Reality Analysis
npx machina-cli add skill works-yesed-scriptedit/awesome-slash/drift-analysis --openclawReality Analysis
Knowledge and patterns for analyzing project state, detecting plan drift, and creating prioritized reconstruction plans.
Architecture Overview
/drift-detect
│
├─→ collectors.js (pure JavaScript)
│ ├─ scanGitHubState()
│ ├─ analyzeDocumentation()
│ └─ scanCodebase()
│
└─→ plan-synthesizer (Opus)
└─ Deep semantic analysis with full context
Data collection: Pure JavaScript (no LLM overhead) Semantic analysis: Single Opus call with complete context
Drift Detection Patterns
Types of Drift
Plan Drift: When documented plans diverge from actual implementation
- PLAN.md items remain unchecked for extended periods
- Roadmap milestones slip without updates
- Sprint/phase goals not reflected in code changes
Documentation Drift: When documentation falls behind implementation
- New features exist without corresponding docs
- README describes features that don't exist
- API docs don't match actual endpoints
Issue Drift: When issue tracking diverges from reality
- Stale issues that no longer apply
- Completed work without closed issues
- High-priority items neglected
Scope Drift: When project scope expands beyond original plans
- More features documented than can be delivered
- Continuous addition without completion
- Ever-growing backlog with no pruning
Detection Signals
HIGH-CONFIDENCE DRIFT INDICATORS:
- Milestone 30+ days overdue with open issues
- PLAN.md < 30% completion after 90 days
- 5+ high-priority issues stale > 60 days
- README features not found in codebase
MEDIUM-CONFIDENCE INDICATORS:
- Documentation files unchanged for 180+ days
- Draft PRs open > 30 days
- Issue themes don't match code activity
- Large gap between documented and implemented features
LOW-CONFIDENCE INDICATORS:
- Many TODOs in codebase
- Stale dependencies
- Old git branches not merged
Prioritization Framework
Priority Calculation
function calculatePriority(item, weights) {
let score = 0;
// Severity base score
const severityScores = {
critical: 15,
high: 10,
medium: 5,
low: 2
};
score += severityScores[item.severity] || 5;
// Category multiplier
const categoryWeights = {
security: 2.0, // Security issues get 2x
bugs: 1.5, // Bugs get 1.5x
infrastructure: 1.3,
features: 1.0,
documentation: 0.8
};
score *= categoryWeights[item.category] || 1.0;
// Recency boost
if (item.createdRecently) score *= 1.2;
// Stale penalty (old items slightly deprioritized)

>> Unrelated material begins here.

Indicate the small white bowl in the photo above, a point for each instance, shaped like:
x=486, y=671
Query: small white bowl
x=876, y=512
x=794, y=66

if (item.daysStale > 180) score *= 0.9;
return Math.round(score);
}
Time Bucket Thresholds
| Bucket | Criteria | Max Items |
|---|---|---|
| Immediate | severity=critical OR priority >= 15 | 5 |
| Short-term | severity=high OR priority >= 10 | 10 |
| Medium-term | priority >= 5 | 15 |
| Backlog | everything else | 20 |
Priority Weights (Default)
security: 10 # Security issues always top priority
bugs: 8 # Bugs affect users directly
features: 5 # New functionality
documentation: 3 # Important but not urgent
tech-debt: 4 # Keeps codebase healthy
Cross-Reference Patterns
Document-to-Code Matching
// Fuzzy matching for feature names
function featureMatch(docFeature, codeFeature) {
const normalize = s => s
.toLowerCase()
.replace(/[-_\s]+/g, '')
.replace(/s$/, ''); // Remove trailing 's'
const docNorm = normalize(docFeature);
const codeNorm = normalize(codeFeature);
return docNorm.includes(codeNorm) ||
codeNorm.includes(docNorm) ||
levenshteinDistance(docNorm, codeNorm) < 3;
}
Common Mismatches
| Documented As | Implemented As |
|---|---|
| "user authentication" | auth/, login/, session/ |
| "API endpoints" | routes/, api/, handlers/ |
| "database models" | models/, entities/, schemas/ |
| "caching layer" | cache/, redis/, memcache/ |
| "logging system" | logger/, logs/, telemetry/ |
Output Templates
Drift Report Section
## Drift Analysis
### {drift_type}
**Severity**: {severity}
**Detected In**: {source}
{description}
**Evidence**:
{evidence_items}
**Recommendation**: {recommendation}
Gap Report Section
## Gap: {gap_title}
**Category**: {category}
**Severity**: {severity}
{description}
**Impact**: {impact_description}
**To Address**:
1. {action_item_1}
2. {action_item_2}
Reconstruction Plan Section
## Reconstruction Plan
### Immediate Actions (This Week)
{immediate_items_numbered}
### Short-Term (This Month)
{short_term_items_numbered}
### Medium-Term (This Quarter)
{medium_term_items_numbered}
### Backlog
{backlog_items_numbered}
Best Practices
When Analyzing Drift
-
Compare timestamps, not just content
- When was the doc last updated vs. last code change?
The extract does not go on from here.